= Pablo Delgado =

British artist

Pablo Delgado is a Mexico-born and London-based street artist who emerged in 2011 and rose to prominence in the London street-art scene. Since 2012 he has been decorating East London's street corners. His early work consisted of miniature doorways pasted up on the edges of walls. Soon, Delgado began expanding into detailed narratives, meticulously depicting hosts of people, animals, and objects in minutia around London.

==Biography==
His early work consisted of miniature doorways pasted up on the edges of walls. Soon, Delgado began expanding into detailed narratives, meticulously depicting hosts of people, animals, and objects in minutia around London.

His style involves taking imagery from mass media and popular culture, stripping it of colour before arranging the tiny figures into surreal scenes and compositions. He is known for his use of distinctive black shadows, cast on the pavement.

==Works==
In December 2012 Pablo Delgado painted the Village Underground wall in Shoreditch, London.

==Exhibitions==
In October 2012, Delgado made his debut solo show. at the Pure Evil Gallery in Shoreditch, London.

In May 2013, Delgado exhibited at the Dulwich Street Art Festival in 2013.

In September 2013, Delgado exhibited at the Street Museum of Art, Montreal, Canada.

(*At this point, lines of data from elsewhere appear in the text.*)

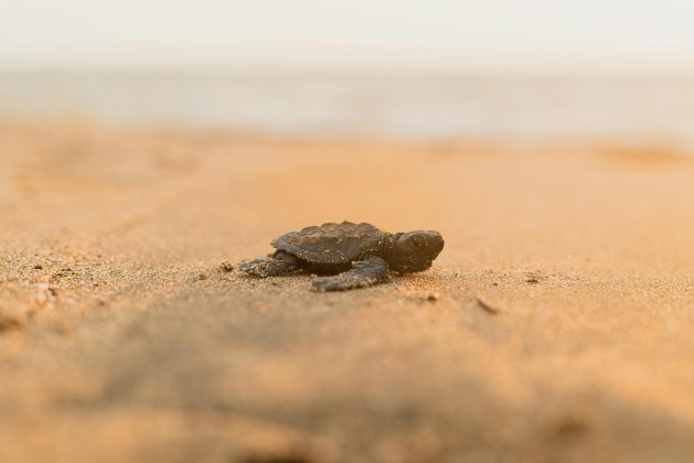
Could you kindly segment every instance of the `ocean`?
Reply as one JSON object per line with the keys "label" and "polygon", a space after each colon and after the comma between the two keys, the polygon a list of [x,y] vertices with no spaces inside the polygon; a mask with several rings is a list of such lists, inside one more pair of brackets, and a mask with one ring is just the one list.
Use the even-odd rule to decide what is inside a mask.
{"label": "ocean", "polygon": [[398,139],[694,141],[694,76],[0,71],[0,116]]}

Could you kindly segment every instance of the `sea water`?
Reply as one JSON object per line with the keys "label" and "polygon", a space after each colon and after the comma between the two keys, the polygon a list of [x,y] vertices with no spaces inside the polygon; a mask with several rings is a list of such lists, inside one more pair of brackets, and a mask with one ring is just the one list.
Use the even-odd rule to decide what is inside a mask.
{"label": "sea water", "polygon": [[0,116],[313,137],[694,140],[694,76],[0,71]]}

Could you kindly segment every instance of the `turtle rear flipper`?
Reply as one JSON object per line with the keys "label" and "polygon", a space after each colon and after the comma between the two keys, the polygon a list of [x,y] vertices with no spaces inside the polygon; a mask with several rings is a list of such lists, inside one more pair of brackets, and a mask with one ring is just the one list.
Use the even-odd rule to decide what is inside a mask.
{"label": "turtle rear flipper", "polygon": [[277,251],[270,257],[260,257],[238,266],[241,271],[259,278],[280,277],[299,268],[299,259],[284,251]]}
{"label": "turtle rear flipper", "polygon": [[371,256],[354,262],[351,270],[334,277],[320,277],[312,281],[316,291],[346,291],[372,287],[388,280],[388,262]]}

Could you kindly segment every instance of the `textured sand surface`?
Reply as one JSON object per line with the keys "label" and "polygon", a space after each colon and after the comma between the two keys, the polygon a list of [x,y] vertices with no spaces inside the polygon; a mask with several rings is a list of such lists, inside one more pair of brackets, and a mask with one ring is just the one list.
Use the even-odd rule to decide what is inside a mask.
{"label": "textured sand surface", "polygon": [[[693,159],[4,120],[0,461],[692,461]],[[446,248],[220,268],[345,218]]]}

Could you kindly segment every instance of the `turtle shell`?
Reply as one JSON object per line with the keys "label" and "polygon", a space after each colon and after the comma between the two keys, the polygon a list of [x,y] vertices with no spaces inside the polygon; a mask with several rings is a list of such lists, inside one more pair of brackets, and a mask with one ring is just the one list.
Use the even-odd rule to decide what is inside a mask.
{"label": "turtle shell", "polygon": [[289,232],[273,241],[310,263],[340,265],[359,260],[382,249],[385,234],[371,224],[323,224]]}

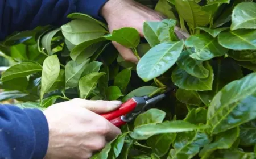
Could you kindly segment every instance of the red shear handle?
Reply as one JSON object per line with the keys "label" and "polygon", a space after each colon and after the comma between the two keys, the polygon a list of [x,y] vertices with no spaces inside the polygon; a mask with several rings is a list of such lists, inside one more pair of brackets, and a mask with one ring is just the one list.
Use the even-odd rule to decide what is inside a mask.
{"label": "red shear handle", "polygon": [[121,117],[117,118],[112,120],[110,120],[110,123],[117,127],[120,127],[126,123],[126,122],[122,120]]}
{"label": "red shear handle", "polygon": [[101,114],[100,115],[110,121],[118,117],[125,115],[133,110],[137,105],[137,103],[133,98],[122,104],[119,108],[110,112]]}

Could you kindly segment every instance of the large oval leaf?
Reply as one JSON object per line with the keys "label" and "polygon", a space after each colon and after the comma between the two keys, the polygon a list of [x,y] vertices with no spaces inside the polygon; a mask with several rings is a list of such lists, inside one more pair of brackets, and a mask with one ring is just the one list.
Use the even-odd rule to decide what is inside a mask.
{"label": "large oval leaf", "polygon": [[203,66],[203,61],[190,57],[193,52],[191,49],[181,52],[177,61],[177,64],[187,73],[197,78],[204,78],[209,76],[209,70]]}
{"label": "large oval leaf", "polygon": [[216,134],[256,118],[256,73],[224,87],[209,107],[207,124]]}
{"label": "large oval leaf", "polygon": [[220,44],[228,49],[255,50],[255,37],[256,37],[256,30],[227,30],[220,33],[218,40]]}
{"label": "large oval leaf", "polygon": [[183,40],[164,42],[152,48],[139,61],[138,75],[147,82],[164,73],[175,64],[183,44]]}
{"label": "large oval leaf", "polygon": [[44,60],[41,78],[41,100],[58,78],[60,70],[60,62],[57,55],[51,55]]}
{"label": "large oval leaf", "polygon": [[196,130],[200,127],[182,120],[167,121],[159,124],[148,124],[134,128],[131,137],[145,140],[154,135],[181,132]]}
{"label": "large oval leaf", "polygon": [[195,47],[195,53],[190,56],[194,59],[202,61],[223,56],[228,51],[226,48],[220,45],[217,38],[213,38],[208,33],[190,36],[187,39],[185,45],[189,47]]}
{"label": "large oval leaf", "polygon": [[7,69],[2,76],[2,81],[4,82],[15,78],[26,77],[42,70],[42,66],[37,63],[22,62],[13,65]]}
{"label": "large oval leaf", "polygon": [[177,67],[172,73],[172,82],[175,85],[184,90],[211,90],[213,82],[213,70],[208,61],[205,61],[204,66],[209,71],[207,78],[196,78],[189,74],[179,67]]}
{"label": "large oval leaf", "polygon": [[192,28],[204,26],[210,22],[210,14],[201,9],[201,6],[189,0],[175,0],[175,7],[179,15]]}
{"label": "large oval leaf", "polygon": [[87,99],[96,87],[98,79],[105,74],[105,72],[93,72],[82,77],[79,81],[80,98]]}
{"label": "large oval leaf", "polygon": [[232,12],[231,30],[256,29],[256,3],[242,2],[237,4]]}
{"label": "large oval leaf", "polygon": [[108,32],[98,23],[80,19],[73,20],[61,28],[64,36],[76,45],[100,37]]}

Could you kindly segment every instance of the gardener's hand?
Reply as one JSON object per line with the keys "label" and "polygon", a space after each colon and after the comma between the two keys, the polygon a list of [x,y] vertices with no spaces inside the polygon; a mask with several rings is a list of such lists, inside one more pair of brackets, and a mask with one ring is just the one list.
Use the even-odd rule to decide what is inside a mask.
{"label": "gardener's hand", "polygon": [[[158,12],[133,0],[109,0],[103,6],[101,13],[108,22],[110,32],[123,27],[133,27],[138,31],[141,37],[144,37],[144,22],[163,19]],[[131,49],[115,42],[113,44],[125,60],[138,62],[138,59]]]}
{"label": "gardener's hand", "polygon": [[102,149],[121,132],[98,114],[112,111],[121,103],[75,99],[46,110],[49,140],[45,158],[89,158]]}

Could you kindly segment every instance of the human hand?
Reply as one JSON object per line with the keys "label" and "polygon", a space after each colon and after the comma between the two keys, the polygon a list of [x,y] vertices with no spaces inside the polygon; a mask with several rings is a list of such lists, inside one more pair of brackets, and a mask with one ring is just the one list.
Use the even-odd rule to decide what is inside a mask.
{"label": "human hand", "polygon": [[112,111],[118,101],[74,99],[55,104],[43,111],[49,129],[46,159],[89,158],[121,133],[98,114]]}
{"label": "human hand", "polygon": [[[161,21],[164,19],[159,13],[133,0],[109,0],[102,7],[101,14],[107,22],[110,32],[123,27],[133,27],[142,37],[144,22]],[[115,41],[112,43],[125,60],[138,62],[130,49]]]}

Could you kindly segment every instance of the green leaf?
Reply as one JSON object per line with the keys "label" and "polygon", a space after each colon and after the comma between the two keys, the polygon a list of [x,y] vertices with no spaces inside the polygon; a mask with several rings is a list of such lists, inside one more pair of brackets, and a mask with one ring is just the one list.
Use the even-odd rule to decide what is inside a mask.
{"label": "green leaf", "polygon": [[175,139],[174,133],[159,134],[148,138],[147,140],[147,144],[152,148],[153,153],[162,157],[168,152],[174,139]]}
{"label": "green leaf", "polygon": [[158,89],[158,87],[153,86],[143,86],[136,89],[128,93],[126,96],[123,97],[122,101],[125,102],[126,101],[133,97],[149,95],[150,94],[156,91]]}
{"label": "green leaf", "polygon": [[87,64],[85,66],[85,68],[84,69],[81,77],[84,77],[85,75],[93,72],[98,72],[102,64],[103,63],[98,61],[93,61],[89,64]]}
{"label": "green leaf", "polygon": [[77,86],[78,81],[85,69],[85,66],[89,62],[89,59],[81,64],[75,61],[69,61],[65,68],[66,87],[75,87]]}
{"label": "green leaf", "polygon": [[205,78],[209,76],[209,70],[203,66],[203,61],[190,57],[193,54],[191,49],[183,51],[177,61],[177,65],[187,73],[197,78]]}
{"label": "green leaf", "polygon": [[108,87],[105,94],[108,101],[117,100],[120,97],[123,96],[119,87],[115,86]]}
{"label": "green leaf", "polygon": [[256,60],[256,50],[236,51],[230,50],[228,52],[229,57],[240,61]]}
{"label": "green leaf", "polygon": [[154,135],[187,132],[199,128],[196,125],[184,121],[167,121],[159,124],[148,124],[134,128],[130,134],[137,140],[146,140]]}
{"label": "green leaf", "polygon": [[19,91],[6,91],[0,92],[0,101],[6,101],[10,99],[16,99],[28,95],[28,94],[22,93]]}
{"label": "green leaf", "polygon": [[240,144],[254,145],[256,144],[256,119],[241,124],[240,128]]}
{"label": "green leaf", "polygon": [[139,77],[147,82],[166,72],[177,60],[183,45],[183,40],[181,40],[164,42],[152,48],[137,65]]}
{"label": "green leaf", "polygon": [[120,72],[114,80],[114,85],[120,88],[124,92],[128,85],[131,76],[131,68],[125,69]]}
{"label": "green leaf", "polygon": [[42,101],[41,106],[44,108],[47,108],[53,105],[55,103],[56,100],[60,97],[61,97],[59,95],[55,95],[45,98]]}
{"label": "green leaf", "polygon": [[241,2],[237,4],[232,12],[231,30],[256,29],[256,3]]}
{"label": "green leaf", "polygon": [[208,106],[225,85],[243,77],[241,67],[230,58],[213,61],[211,64],[214,74],[212,90],[198,92],[201,99]]}
{"label": "green leaf", "polygon": [[256,30],[228,30],[220,33],[218,41],[221,45],[230,49],[255,50],[255,36]]}
{"label": "green leaf", "polygon": [[211,139],[205,132],[184,132],[177,134],[167,159],[192,158],[200,149],[210,142]]}
{"label": "green leaf", "polygon": [[205,145],[200,151],[199,156],[209,155],[217,149],[228,149],[239,136],[239,128],[236,127],[220,133],[216,136],[215,141]]}
{"label": "green leaf", "polygon": [[224,31],[225,30],[229,29],[229,27],[224,27],[224,28],[219,28],[216,29],[210,29],[207,27],[198,27],[200,30],[202,30],[212,36],[213,37],[216,37],[218,35],[222,32],[222,31]]}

In November 2013, his little artworks were the first commission for the East Wing Biennale at the Courtauld Institute of Art.

In May 2014, Delgado had a solo exhibition entitled Even Less at Howard Griffin Gallery in Shoreditch, London. Gallery owner Richard Howard-Griffin explained: “He wanted to make an exhibition that looks as though it isn’t there, so when you walk in it doesn’t look as though there is an exhibition, you see nothing, but when you look around at the details you can see there are narratives and stories going on.”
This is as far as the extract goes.